The long-expected slowdown of U.K. housing prices has begun.

The average house price fell by 0.1% month over month to 293,221 US $354,453 in July, the first decrease since June 2021, according to a report Friday from U.K. bank and mortgage provider Halifax.

The average residence costs about 30,000 more a year over the past year, according to Russell Galley, managing director of Halifax.

While we shouldn't read too much into any single month, a slowdown in house price growth is expected for some time, he said in the report. The housing market has recently shown a softening of activity, while rising borrowing costs are adding to the squeeze on household budgets due to the exceptionally high house price-to-income ratios. Inflation, economic concerns and rising interest rates, which the Bank of England has increased to 1.75% from 1.25%, the biggest hike since 1995, are slowing growth.

The prospect of even higher rises and inflation that are starting to slow house price growth, according to a statement from the statement from a statement from a statement from the statement from a statement from a statement from the government, is not so much the sharp uplift in interest rates but rather the sharp uplift in interest rates.
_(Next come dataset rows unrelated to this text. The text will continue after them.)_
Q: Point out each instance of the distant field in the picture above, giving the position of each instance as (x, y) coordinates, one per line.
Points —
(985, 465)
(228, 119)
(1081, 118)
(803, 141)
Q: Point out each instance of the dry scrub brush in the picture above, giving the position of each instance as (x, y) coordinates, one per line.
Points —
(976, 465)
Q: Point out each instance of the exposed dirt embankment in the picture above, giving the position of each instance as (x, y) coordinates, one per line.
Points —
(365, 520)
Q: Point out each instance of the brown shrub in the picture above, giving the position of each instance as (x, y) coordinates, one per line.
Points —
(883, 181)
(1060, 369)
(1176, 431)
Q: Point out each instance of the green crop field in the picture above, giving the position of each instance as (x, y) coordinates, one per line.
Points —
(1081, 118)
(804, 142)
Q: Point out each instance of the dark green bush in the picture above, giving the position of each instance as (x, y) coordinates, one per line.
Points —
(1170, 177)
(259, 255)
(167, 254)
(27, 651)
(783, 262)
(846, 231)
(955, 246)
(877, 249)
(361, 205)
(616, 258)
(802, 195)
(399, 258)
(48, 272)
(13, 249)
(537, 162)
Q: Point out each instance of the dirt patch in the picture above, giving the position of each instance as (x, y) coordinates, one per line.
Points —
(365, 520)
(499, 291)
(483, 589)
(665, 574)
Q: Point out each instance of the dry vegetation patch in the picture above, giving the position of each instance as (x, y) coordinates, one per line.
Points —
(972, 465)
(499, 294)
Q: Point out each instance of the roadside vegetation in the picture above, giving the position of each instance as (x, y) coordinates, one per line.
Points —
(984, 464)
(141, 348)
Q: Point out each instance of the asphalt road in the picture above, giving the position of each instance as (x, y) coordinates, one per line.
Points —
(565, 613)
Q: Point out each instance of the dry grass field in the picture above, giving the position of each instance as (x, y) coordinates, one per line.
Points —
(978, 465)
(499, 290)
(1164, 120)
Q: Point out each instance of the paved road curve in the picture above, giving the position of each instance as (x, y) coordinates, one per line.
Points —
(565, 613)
Jeremy Leaf, a London agent and former chairman of the Royal Institution of Chartered Surveyors RICS, said we were not expecting a major correction while demand remains unsatisfied, rents at such a high level and employment so strong. The data shows that larger residences are ahead of their smaller counterparts in terms of price growth. The average price of a detached house increased by 15.1% to 60,860 in July, compared to 7.7% 11,962 for apartments.

The average property price of 222,639 was brought up with the highest price appreciation in Wales last month, bringing the average property price to 222,639, according to the figures. The South West of England, where prices were up 14.3%, and Northern Ireland, which had a 14% jump to 187,102, was followed by the South West of England, where prices were up 14.3% for a cost of 310,846, and the South West, where prices were up 14.3%.

In London, the average price went up by 7.9%, the largest in close to five years. The average price of a property was 551,777.